English | 简体中文
PaddleViT supports AMP training for both single-gpu and multi-gpu settings. Briefly, automatic mixed precision (AMP) training is the process of using both full precision (a.k.a. FP32) and half precision (a.k.a FP16) during the model training. The aim is to speed up training while maintaining the accuracy. More information can be found in the Paddle AMP tutorial here and NVIDIA official website here.
Note: only Nvidia Ampere, Volta and Turing GPUs are supported FP16 computing.

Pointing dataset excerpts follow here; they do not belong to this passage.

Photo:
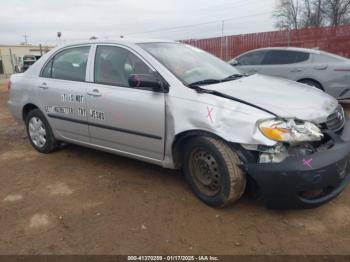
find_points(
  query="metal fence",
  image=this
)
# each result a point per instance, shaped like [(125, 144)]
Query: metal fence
[(331, 39)]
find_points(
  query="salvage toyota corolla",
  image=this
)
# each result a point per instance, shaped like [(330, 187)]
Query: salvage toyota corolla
[(174, 105)]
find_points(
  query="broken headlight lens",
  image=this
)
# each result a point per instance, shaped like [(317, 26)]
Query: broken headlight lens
[(291, 131)]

PaddleViT provides very simple implementations to enable amp training for vision tasks. For example, similar to the standard training script in image classification, adding the input argument -amp
will switch to the amp training mode.
For single-GPU training:
CUDA_VISIBLE_DEVICES=0 \
python main_single_gpu.py \
-cfg='./configs/vit_base_patch16_224.yaml' \
-dataset='imagenet2012' \
-batch_size=64 \
-data_path='/dataset/imagenet' \
-amp
For multi-GPU training:
CUDA_VISIBLE_DEVICES=0,1,2,3,4,5,6,7 \
python main_multi_gpu.py \
-cfg='./configs/vit_base_patch16_224.yaml' \
-dataset='imagenet2012' \
-batch_size=64 \
-data_path='/dataset/imagenet' \
-amp
We test the training speed on a single GPU (Nvidia V100) for the ViT base model with and without amp
, and the results are shown in the following table:
1st | 2nd | 3rd | 4th | 5th | 6th | 7th | Average | Speedup | |
---|---|---|---|---|---|---|---|---|---|
AMP off | 78s | 78s | 79s | 78s | 78s | 79s | 78s | 78.29s | - |
AMP on | 42s | 41s | 41s | 41s | 41s | 41s | 41s | 41.14s | 1.903 |
In the above table, each item represents the training time in seconds for 100 training iterations. It can be see that the average training time is 78.29s/100iter, and 41.14s/100iter, for amp off
and amp on
, respectively. The training speed is increased by about 1.9 times.